READINGS & RESOURCES
The following resources were very useful in my own journey to teaching for social justice. Initially I wanted to comprehend what social justice is and I was also interested in how, as a university lecturer and specifically as an economics lecturer, I could incorporate social justice and a social justice pedagogy into my teaching.
Why I’m no Longer Talking to White People About Race
I found this book to be accessible and challenging. It changed my perspectives on race and whiteness.
Teaching Community: a Pedagogy of Hope
This book – particularly the chapters on democratic education and teaching with love – was one I kept returning to. It was unapologetic in its central themes of placing the student and her concerns and experiences at the centre of learning and teaching.
I read this book before I became a project advocate and I use a Ted Talk by Katrina Marçal in my teaching. The book did a lot to prompt my interest in the challenges from feminist economics to orthodox economic thinking. It is at the same time simple and profound. Once those scales fall from one’s eyes it opens one up to many of the new challenges to our discipline – motivated by social justice issues – that have been absent or unheard in our classrooms.
I used many different resources in my module, which I include in the course outline shared elsewhere.
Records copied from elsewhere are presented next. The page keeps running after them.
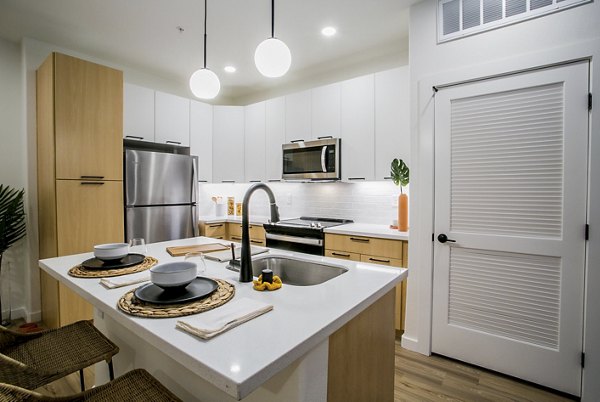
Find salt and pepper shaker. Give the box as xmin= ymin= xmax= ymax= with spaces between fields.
xmin=262 ymin=268 xmax=273 ymax=283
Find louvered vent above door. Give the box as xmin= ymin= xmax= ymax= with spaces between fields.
xmin=450 ymin=83 xmax=564 ymax=237
xmin=438 ymin=0 xmax=591 ymax=42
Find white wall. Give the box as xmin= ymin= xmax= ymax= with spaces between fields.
xmin=402 ymin=0 xmax=600 ymax=400
xmin=199 ymin=181 xmax=408 ymax=225
xmin=0 ymin=39 xmax=31 ymax=318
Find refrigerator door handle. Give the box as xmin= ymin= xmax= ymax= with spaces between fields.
xmin=192 ymin=157 xmax=200 ymax=237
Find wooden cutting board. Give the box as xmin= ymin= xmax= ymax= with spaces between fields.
xmin=167 ymin=243 xmax=229 ymax=257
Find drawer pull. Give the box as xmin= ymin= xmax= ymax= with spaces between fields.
xmin=369 ymin=258 xmax=390 ymax=264
xmin=79 ymin=176 xmax=104 ymax=180
xmin=331 ymin=252 xmax=350 ymax=258
xmin=350 ymin=237 xmax=370 ymax=243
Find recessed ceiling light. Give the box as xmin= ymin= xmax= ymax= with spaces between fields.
xmin=321 ymin=27 xmax=337 ymax=36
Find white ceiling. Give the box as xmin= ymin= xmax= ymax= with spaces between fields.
xmin=0 ymin=0 xmax=415 ymax=98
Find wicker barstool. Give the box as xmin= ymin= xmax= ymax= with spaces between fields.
xmin=0 ymin=321 xmax=119 ymax=391
xmin=0 ymin=369 xmax=181 ymax=402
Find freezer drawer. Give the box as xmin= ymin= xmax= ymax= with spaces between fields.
xmin=125 ymin=205 xmax=197 ymax=243
xmin=125 ymin=149 xmax=197 ymax=206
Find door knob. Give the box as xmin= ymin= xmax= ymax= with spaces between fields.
xmin=438 ymin=233 xmax=456 ymax=243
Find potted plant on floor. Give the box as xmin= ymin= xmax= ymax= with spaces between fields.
xmin=0 ymin=184 xmax=25 ymax=326
xmin=390 ymin=159 xmax=410 ymax=232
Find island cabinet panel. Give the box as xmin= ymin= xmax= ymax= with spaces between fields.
xmin=327 ymin=290 xmax=395 ymax=402
xmin=54 ymin=53 xmax=123 ymax=180
xmin=325 ymin=233 xmax=408 ymax=331
xmin=36 ymin=53 xmax=123 ymax=327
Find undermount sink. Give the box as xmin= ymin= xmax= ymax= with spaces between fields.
xmin=227 ymin=256 xmax=348 ymax=286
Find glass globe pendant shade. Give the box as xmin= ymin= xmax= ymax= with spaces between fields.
xmin=254 ymin=38 xmax=292 ymax=78
xmin=190 ymin=68 xmax=221 ymax=99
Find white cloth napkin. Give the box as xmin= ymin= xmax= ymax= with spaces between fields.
xmin=175 ymin=297 xmax=273 ymax=339
xmin=100 ymin=272 xmax=150 ymax=289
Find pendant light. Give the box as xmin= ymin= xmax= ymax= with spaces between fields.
xmin=254 ymin=0 xmax=292 ymax=78
xmin=190 ymin=0 xmax=221 ymax=99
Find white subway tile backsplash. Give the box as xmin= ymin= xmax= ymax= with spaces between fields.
xmin=199 ymin=181 xmax=408 ymax=225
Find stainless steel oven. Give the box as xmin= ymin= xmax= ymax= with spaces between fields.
xmin=264 ymin=216 xmax=352 ymax=255
xmin=282 ymin=138 xmax=342 ymax=180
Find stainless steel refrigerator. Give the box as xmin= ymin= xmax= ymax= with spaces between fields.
xmin=124 ymin=149 xmax=198 ymax=243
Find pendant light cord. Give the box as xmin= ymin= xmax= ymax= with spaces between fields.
xmin=204 ymin=0 xmax=207 ymax=68
xmin=271 ymin=0 xmax=275 ymax=38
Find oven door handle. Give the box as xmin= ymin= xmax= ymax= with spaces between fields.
xmin=265 ymin=233 xmax=323 ymax=246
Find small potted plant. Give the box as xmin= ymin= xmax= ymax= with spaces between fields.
xmin=0 ymin=184 xmax=25 ymax=326
xmin=390 ymin=159 xmax=410 ymax=232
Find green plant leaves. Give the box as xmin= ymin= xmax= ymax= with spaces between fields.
xmin=390 ymin=159 xmax=410 ymax=186
xmin=0 ymin=184 xmax=26 ymax=255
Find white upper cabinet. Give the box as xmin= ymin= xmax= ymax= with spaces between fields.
xmin=190 ymin=100 xmax=213 ymax=183
xmin=341 ymin=74 xmax=375 ymax=181
xmin=265 ymin=97 xmax=286 ymax=181
xmin=285 ymin=90 xmax=314 ymax=142
xmin=154 ymin=91 xmax=190 ymax=147
xmin=213 ymin=106 xmax=244 ymax=183
xmin=123 ymin=82 xmax=154 ymax=142
xmin=312 ymin=82 xmax=341 ymax=139
xmin=375 ymin=66 xmax=410 ymax=180
xmin=244 ymin=102 xmax=266 ymax=183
I used several videos shown in class to challenge orthodox narratives on economics and these have informed my own thinking on the subject and how it relates to the world in practice. These include Michael Sandel’s video on why we shouldn’t trust markets, Katrin Marçal’s video on how economics forgot women, and Dambisa Moyo’s video on the challenges of economic growth. The Institute of New Economci Thinking also provided challenging material for me and the students.
I sought to include videos featuring people of colour and women, and it struck me how few are represented in mainstream economics. Economics, like much of the academy, has a problem of representation and we must do more to make it a welcoming place for under-represented identities. Part of this is ensuring that the “experts” we present look like the students we hope to engage.